Когда крестили Мишку Креня, подарила Марфа на день памятный белую важенку с рыжей звездой на лбу, но оставила олениху в своем стаде. Через несколько лет приезжает и говорит, дескать, от важенки твоей родилась важенка, а от них еще две. И вот теперь, когда по воле случая оказался Мишка в чуме крестной, повела она его в стадо свое, колышущее, как море, окруженное злыми беспощадными собаками, и в этом ивовом море легко нашла Креневых оленей с метками в ухе. Их оказалось уже двадцать. Крень смотрел в ветвистую подвижную чашу, в мешанину оленьих рогатых голов и ничего не мог разглядеть, но с усмешкою в душе утешился тем, что провидение не оставило его в полной нищете и вдруг послало в его житье двадцать оленей. Позднее Крень уже из города написал Марфе, дескать, продай пару моих оленей, а деньги вышли, что крестная тетка и сделала скоро, отправила сто рублей деньгами. Но на вторую просьбу, наверное через год, ответила письмом, что его оленей задрали волки и пусть крестник больше не докучает просьбами, ибо помочь она ничем не сможет.
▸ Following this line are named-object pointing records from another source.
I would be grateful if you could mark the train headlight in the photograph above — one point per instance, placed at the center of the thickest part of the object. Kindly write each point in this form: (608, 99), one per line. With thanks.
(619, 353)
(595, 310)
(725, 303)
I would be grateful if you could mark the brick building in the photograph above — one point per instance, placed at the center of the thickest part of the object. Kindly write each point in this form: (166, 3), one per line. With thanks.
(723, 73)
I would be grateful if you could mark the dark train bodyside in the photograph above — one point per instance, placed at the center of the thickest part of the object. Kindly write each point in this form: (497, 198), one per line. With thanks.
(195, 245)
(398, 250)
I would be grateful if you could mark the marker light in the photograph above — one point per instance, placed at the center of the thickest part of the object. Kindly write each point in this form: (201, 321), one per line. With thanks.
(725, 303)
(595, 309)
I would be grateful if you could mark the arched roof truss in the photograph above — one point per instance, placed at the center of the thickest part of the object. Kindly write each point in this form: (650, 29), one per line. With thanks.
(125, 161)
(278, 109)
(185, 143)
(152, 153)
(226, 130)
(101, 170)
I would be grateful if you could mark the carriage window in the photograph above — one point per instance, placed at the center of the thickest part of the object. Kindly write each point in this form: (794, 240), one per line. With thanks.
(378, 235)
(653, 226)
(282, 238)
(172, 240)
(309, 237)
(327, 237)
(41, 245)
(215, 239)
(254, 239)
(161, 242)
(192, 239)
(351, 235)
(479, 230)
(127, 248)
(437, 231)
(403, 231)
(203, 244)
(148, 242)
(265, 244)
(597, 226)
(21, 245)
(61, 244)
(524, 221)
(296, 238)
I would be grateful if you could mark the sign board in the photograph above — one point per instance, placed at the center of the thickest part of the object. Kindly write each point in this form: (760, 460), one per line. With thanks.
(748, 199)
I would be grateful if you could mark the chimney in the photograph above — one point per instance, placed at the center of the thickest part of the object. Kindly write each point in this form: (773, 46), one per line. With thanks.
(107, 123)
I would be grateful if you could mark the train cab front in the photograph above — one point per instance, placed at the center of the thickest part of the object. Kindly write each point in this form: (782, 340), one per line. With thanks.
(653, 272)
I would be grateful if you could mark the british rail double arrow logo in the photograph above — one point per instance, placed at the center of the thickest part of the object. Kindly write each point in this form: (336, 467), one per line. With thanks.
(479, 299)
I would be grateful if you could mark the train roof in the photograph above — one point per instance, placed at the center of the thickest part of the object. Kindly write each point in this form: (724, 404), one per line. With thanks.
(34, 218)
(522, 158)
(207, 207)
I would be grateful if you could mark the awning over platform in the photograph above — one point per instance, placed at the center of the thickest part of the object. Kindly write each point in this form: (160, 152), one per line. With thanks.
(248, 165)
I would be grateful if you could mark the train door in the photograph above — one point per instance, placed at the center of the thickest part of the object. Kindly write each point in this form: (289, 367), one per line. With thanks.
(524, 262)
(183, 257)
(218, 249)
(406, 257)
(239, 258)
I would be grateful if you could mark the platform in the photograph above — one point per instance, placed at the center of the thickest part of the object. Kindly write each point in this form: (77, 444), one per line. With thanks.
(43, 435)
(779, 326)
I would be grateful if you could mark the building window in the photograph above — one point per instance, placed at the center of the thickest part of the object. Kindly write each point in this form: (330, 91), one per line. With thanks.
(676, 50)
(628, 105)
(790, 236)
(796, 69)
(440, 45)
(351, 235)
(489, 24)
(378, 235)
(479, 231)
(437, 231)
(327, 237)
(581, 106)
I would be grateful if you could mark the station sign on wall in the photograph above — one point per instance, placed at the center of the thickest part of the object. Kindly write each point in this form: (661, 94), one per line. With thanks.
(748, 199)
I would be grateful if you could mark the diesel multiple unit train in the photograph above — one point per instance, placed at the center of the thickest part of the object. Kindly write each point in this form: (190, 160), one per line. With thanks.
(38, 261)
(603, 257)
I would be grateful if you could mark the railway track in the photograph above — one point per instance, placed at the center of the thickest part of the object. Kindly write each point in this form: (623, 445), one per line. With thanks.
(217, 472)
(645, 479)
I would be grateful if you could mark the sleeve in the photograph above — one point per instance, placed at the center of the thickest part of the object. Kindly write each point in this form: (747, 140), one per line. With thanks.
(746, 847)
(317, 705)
И сыновья Марфины были под стать ей: низкорослые, звероватые, только младший отличался тем, что был хром. Пили редко, но когда приводилось, то без отказа и жалости к себе, угрюмо и долго, не закусывая и не морщась; пили, будто воду, гранеными стаканами, изредка нарушая тишину протяжными словами, похожими на стон: «Ой, пить хочу». И слабость их не брала вроде бы, еще прочнее они становились на ногах, словно свинцом заливали себя, но только в какое-то неуловимое для глаза мгновение неисповедимая сила подрубала под коленки, и они валились беспамятно там, где стояли, лужа ли то была, городская ли шумная улица иль случайная съезжая изба, полная дорожного люду.